One would have to wonder what Edward Berger has intended, director of the new film adaptation of Remarque’s novelthe first German national. The movie was awarded four Oscars in the last edition of the awards: for the best non-English language film, best production design, best cinematography and best soundtrack.
Berger is not, as Remarque was, a survivor of the Great War who turns to literature as a cathartic means of overcoming trauma. However, the anti-war reinterpretation that he makes of the novel is also functional: it seems intended to express a reflection or perhaps the confluence of various thoughts on German memory, their collective identity in the course of the 20th century and their present.

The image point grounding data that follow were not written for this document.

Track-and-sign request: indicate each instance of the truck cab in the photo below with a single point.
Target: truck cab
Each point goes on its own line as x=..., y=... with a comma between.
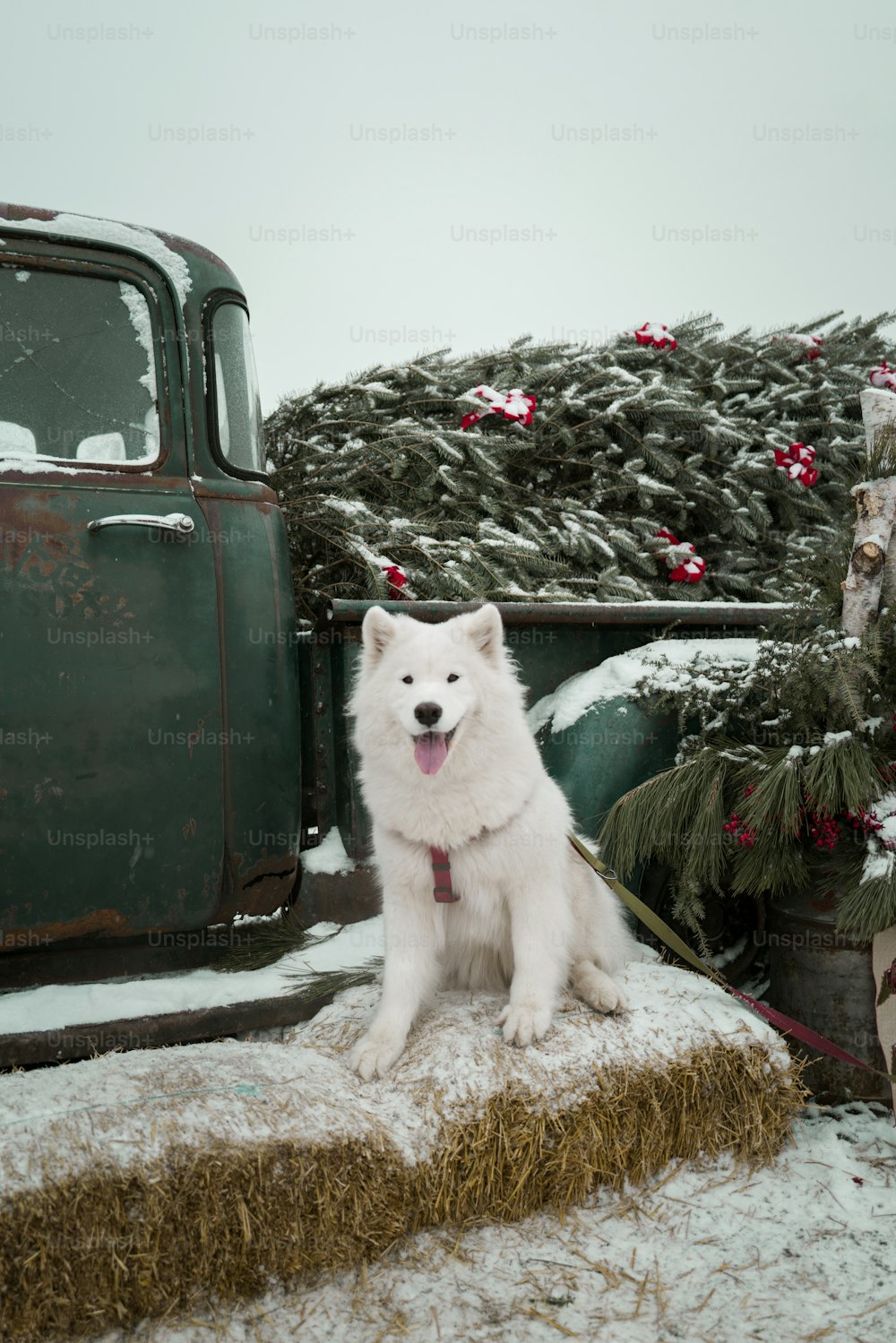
x=148, y=686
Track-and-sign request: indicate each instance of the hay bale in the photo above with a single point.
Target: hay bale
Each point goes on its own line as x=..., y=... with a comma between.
x=136, y=1184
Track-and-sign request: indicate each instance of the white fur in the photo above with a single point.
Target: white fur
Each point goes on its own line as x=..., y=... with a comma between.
x=532, y=915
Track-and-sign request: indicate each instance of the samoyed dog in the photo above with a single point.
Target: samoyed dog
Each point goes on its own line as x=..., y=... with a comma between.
x=450, y=772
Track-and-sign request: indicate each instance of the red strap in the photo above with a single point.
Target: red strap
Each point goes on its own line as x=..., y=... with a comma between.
x=805, y=1033
x=654, y=923
x=443, y=888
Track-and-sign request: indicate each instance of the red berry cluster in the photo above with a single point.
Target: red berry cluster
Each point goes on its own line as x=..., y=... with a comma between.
x=745, y=834
x=864, y=821
x=823, y=829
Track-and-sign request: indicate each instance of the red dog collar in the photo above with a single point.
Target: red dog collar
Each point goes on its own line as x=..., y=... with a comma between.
x=443, y=888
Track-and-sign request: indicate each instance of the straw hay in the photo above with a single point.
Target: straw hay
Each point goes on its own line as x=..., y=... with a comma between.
x=90, y=1241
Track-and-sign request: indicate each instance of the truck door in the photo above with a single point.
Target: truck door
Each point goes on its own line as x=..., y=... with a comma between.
x=110, y=691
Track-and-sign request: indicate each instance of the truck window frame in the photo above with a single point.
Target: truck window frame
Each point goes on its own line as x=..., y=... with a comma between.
x=220, y=298
x=18, y=257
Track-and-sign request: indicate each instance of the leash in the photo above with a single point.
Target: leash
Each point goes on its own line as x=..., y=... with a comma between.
x=775, y=1018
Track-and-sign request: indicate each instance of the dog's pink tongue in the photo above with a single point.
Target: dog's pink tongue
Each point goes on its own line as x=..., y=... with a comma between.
x=430, y=751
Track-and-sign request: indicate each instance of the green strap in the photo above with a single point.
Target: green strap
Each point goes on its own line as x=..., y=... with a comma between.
x=648, y=917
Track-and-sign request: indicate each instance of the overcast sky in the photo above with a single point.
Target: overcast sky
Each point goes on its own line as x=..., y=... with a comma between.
x=390, y=177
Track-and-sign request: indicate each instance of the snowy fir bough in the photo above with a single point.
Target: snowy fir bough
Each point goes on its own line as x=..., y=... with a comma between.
x=785, y=778
x=635, y=461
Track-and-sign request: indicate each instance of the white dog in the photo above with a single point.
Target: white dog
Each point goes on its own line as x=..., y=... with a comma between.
x=449, y=763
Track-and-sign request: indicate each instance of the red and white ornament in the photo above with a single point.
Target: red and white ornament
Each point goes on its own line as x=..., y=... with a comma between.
x=797, y=462
x=656, y=335
x=810, y=342
x=397, y=581
x=883, y=376
x=689, y=571
x=513, y=404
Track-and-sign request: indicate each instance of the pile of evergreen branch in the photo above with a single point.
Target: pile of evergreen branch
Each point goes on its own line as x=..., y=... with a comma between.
x=626, y=439
x=782, y=779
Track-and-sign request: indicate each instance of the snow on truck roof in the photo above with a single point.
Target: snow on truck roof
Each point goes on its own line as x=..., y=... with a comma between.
x=168, y=252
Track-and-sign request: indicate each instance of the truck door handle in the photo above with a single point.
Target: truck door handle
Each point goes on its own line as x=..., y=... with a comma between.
x=179, y=522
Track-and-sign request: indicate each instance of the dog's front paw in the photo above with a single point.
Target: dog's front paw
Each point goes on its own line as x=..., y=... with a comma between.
x=598, y=989
x=524, y=1023
x=376, y=1052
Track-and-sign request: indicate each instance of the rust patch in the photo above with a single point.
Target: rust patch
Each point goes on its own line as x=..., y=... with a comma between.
x=99, y=922
x=265, y=500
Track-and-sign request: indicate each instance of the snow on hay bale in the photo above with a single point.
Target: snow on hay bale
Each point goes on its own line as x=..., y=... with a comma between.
x=134, y=1184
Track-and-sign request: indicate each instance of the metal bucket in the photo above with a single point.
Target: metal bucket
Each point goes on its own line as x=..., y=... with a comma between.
x=823, y=979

Naturally, this revisionism is not neutral. Regarding the novel, there is a change of perspective and a departure from literalness. For this reason, the relevance or otherwise of Berger’s tape has given rise to some critics in Germany. One of them (the most practical) points to a political debate about the justification of the war and rearmament in Europe. However, the most latent controversy indicates the breaking of the pact of silence about the feeling of blame in Germany.
Too much blood, sweat and tears
Like the novel, Berger’s film tells the moral collapse of young recruits in the Imperial German Army during World War I through the story of Paul Bäumer (played by Austrian actor Felix Kammerer). At the heart of the novel beats, among others, the idea that “the war has brutalized us”.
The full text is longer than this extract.